Are we going to pretend they're not just going to jump to the latter without feigning an attempt to do the prior?
You need a supermajority of states to ratify an amendment, and there is no reason for Republican-led states to back any amendment that will reform the current court. But add six young liberal justices with lifetime tenure, and now they will go out of their way to pass an amendment to term-limit the,.
So this time the Dems will get it together to put 6 judges into an expanded court?
That would be so much better than the zero which is their average output.
As long as the Court makes political decisions, it can't be made "less" political.
Eliminate the fixed size of the court entirely. We don't need to define 9 or 15 people.
Every presidential term, the president appoints two new candidates, 9-15 months after the presidential election, and 9-15 months after the midterms. We do not fill any vacated seats.
That resolves the problems with multiple seats unexpectedly swinging on a small court, and limits the effects a single president can have on the court. Yes, the numerical swings can be as large, but the percentage swings will not be; the court will likely fluctuate between 15-20 justices.
Now to fix the Senate playing games...
First, we establish a line of succession with the circuit courts. The chief judges of the circuits, in line of seniority, then every other active judge. Every case before SCOTUS requires at least 6 justices to hear the case. If the court falls below 6, the next judge in line is automatically elevated to the court. If the court is larger than 6, but due to recusals or abstentions, fewer than 6 are able to hear the case, the next judges in line are automatically, but temporarily elevated to hear that case. Only when we have exhausted all judges from the district courts does the president get additional, temporary appointments.
Any appointment to the circuit court requires senate confirmation. After we enact this, any judge confirmed to a district court could (eventually) find themselves on the court. Their confirmation thus includes the (remote) possibility that they will be elevated to the court. So any circuit court appointment after this goes into effect also serves as a SCOTUS confirmation.
When it comes time for the president to appoint a candidate to SCOTUS, anyone who has previously been confirmed to the line of succession can be immediately elevated to the court, without needing additional confirmation.
Where the president and Senate are sympatico, the president can choose anyone they want. When they are at odds, the president still has a list of pre-approved candidates the Senate can't block.

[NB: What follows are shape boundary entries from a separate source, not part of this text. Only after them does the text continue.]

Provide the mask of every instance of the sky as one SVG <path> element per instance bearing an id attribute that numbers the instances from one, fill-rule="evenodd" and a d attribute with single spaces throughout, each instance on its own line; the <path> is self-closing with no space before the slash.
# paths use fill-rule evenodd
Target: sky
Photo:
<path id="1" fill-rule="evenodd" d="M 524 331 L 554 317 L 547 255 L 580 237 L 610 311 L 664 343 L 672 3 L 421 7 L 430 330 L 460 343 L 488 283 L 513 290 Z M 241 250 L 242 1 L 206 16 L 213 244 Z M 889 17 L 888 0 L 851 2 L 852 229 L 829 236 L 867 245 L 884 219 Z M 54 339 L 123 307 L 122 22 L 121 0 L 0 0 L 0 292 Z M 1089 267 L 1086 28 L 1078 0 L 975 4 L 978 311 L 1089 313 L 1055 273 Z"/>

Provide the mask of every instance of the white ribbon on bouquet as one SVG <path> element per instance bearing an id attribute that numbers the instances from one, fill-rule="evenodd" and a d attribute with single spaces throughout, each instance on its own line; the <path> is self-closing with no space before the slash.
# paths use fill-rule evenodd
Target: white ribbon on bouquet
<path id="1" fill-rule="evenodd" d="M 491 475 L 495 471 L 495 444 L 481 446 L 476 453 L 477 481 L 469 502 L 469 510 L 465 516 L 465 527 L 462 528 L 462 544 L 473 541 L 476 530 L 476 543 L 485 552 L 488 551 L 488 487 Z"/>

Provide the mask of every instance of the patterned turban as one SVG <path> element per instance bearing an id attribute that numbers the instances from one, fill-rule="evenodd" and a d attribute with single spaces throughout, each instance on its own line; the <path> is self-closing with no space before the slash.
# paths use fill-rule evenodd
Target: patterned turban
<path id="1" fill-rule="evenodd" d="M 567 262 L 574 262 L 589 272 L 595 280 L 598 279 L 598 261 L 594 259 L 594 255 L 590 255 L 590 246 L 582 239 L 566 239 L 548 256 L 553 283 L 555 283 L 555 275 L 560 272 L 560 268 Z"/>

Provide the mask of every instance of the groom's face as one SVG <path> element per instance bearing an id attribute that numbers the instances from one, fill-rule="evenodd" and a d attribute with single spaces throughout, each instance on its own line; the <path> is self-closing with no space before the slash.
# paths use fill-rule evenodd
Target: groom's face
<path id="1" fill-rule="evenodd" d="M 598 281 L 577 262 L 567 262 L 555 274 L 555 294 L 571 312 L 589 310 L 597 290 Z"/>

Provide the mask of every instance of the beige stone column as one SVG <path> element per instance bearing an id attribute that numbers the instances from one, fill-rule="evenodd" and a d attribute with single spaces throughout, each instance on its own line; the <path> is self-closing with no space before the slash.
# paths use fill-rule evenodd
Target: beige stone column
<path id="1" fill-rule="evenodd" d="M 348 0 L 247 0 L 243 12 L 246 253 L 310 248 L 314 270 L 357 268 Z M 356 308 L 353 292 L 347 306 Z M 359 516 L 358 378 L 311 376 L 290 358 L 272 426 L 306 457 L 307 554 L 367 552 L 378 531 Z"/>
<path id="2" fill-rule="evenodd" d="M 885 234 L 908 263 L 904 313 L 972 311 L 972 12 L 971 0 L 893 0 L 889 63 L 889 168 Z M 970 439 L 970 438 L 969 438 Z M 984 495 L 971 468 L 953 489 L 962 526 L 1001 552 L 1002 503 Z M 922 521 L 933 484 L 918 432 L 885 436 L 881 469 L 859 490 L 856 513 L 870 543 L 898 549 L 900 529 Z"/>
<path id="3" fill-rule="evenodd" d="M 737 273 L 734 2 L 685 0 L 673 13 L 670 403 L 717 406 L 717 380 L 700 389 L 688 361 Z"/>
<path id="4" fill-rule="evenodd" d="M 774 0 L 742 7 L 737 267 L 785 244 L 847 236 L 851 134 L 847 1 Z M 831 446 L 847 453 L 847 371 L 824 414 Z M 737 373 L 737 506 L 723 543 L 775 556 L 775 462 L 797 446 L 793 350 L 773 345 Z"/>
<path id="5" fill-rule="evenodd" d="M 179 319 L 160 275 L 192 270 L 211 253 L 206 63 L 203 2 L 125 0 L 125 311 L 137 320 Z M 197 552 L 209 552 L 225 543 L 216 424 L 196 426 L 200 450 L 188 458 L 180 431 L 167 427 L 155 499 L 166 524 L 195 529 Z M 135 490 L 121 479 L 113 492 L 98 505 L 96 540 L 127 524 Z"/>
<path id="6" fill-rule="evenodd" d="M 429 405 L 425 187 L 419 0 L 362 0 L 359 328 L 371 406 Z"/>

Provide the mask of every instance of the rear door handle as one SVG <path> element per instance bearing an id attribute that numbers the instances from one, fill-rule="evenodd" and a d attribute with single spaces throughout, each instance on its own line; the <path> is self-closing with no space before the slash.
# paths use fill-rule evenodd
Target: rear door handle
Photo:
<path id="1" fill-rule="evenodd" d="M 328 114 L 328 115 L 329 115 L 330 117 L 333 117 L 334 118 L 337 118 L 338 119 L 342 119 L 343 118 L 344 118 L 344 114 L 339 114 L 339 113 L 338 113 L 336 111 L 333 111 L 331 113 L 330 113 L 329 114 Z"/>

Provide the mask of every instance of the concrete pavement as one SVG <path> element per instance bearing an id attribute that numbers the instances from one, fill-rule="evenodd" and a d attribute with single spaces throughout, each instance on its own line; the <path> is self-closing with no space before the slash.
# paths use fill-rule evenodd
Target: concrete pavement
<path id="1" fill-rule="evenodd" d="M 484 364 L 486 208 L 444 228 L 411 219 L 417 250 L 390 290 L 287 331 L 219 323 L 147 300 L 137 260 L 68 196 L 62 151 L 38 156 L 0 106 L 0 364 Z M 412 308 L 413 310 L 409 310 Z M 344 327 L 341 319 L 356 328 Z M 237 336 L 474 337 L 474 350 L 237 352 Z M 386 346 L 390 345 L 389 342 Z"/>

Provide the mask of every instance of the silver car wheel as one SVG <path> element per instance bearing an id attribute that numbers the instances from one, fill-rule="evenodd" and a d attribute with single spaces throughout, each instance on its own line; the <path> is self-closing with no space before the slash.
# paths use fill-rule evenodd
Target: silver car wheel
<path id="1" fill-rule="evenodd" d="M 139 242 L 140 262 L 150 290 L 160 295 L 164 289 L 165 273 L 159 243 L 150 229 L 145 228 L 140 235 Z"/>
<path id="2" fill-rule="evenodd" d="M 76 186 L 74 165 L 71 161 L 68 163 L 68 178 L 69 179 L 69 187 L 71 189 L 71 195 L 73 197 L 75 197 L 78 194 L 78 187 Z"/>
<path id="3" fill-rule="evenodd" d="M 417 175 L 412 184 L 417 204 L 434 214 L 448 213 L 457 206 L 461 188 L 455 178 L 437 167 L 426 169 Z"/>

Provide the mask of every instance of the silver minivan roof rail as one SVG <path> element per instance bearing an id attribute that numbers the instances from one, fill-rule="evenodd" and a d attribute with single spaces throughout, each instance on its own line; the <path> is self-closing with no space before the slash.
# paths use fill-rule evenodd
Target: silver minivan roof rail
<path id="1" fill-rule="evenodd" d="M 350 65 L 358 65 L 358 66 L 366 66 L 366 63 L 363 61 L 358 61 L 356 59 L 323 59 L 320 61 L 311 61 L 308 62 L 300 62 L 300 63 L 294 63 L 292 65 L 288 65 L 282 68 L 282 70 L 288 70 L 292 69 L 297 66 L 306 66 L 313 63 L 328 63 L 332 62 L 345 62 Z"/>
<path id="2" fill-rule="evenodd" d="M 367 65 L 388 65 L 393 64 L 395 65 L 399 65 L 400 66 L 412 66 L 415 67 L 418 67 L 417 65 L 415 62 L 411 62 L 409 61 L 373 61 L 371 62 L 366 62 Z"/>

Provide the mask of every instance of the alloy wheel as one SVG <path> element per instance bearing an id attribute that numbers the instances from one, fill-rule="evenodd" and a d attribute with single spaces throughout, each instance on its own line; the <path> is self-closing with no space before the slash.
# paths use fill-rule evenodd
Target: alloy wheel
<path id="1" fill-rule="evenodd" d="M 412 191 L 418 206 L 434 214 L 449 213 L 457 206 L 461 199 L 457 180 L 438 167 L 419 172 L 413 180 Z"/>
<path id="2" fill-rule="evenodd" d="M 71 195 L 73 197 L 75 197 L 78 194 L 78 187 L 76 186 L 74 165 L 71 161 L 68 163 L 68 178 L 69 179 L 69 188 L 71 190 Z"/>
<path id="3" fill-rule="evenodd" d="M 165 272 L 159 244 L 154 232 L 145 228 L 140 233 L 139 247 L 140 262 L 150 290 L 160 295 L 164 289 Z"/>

I think it would even be better to allow the president to appoint two new justices and the two most senior judges have to step down. It would make the turn over high enough that we don't end up with corrupt trash like we have now for decades. Not until death the way it is now.
What happens when three justices retire in one term, or the senior justice dies right before being forced out? Do we still force out two more justices? We obviously can't shrink the court each time, so either we don't force a justice out when we normally should, or we give the president an extra appointment. Neither seems like a good option.
Why not just rotate the judges out periodically from court below?
What I've described could (mostly) be enacted without a constitutional amendment. The basic idea of removing the fixed size and having the president appoint one candidate every two years iswell within Congress's authority to enact.
Some of the minutiae, such as the line of succession, or circuit court judges temporarily serving on the supreme court might not currently be constitutional.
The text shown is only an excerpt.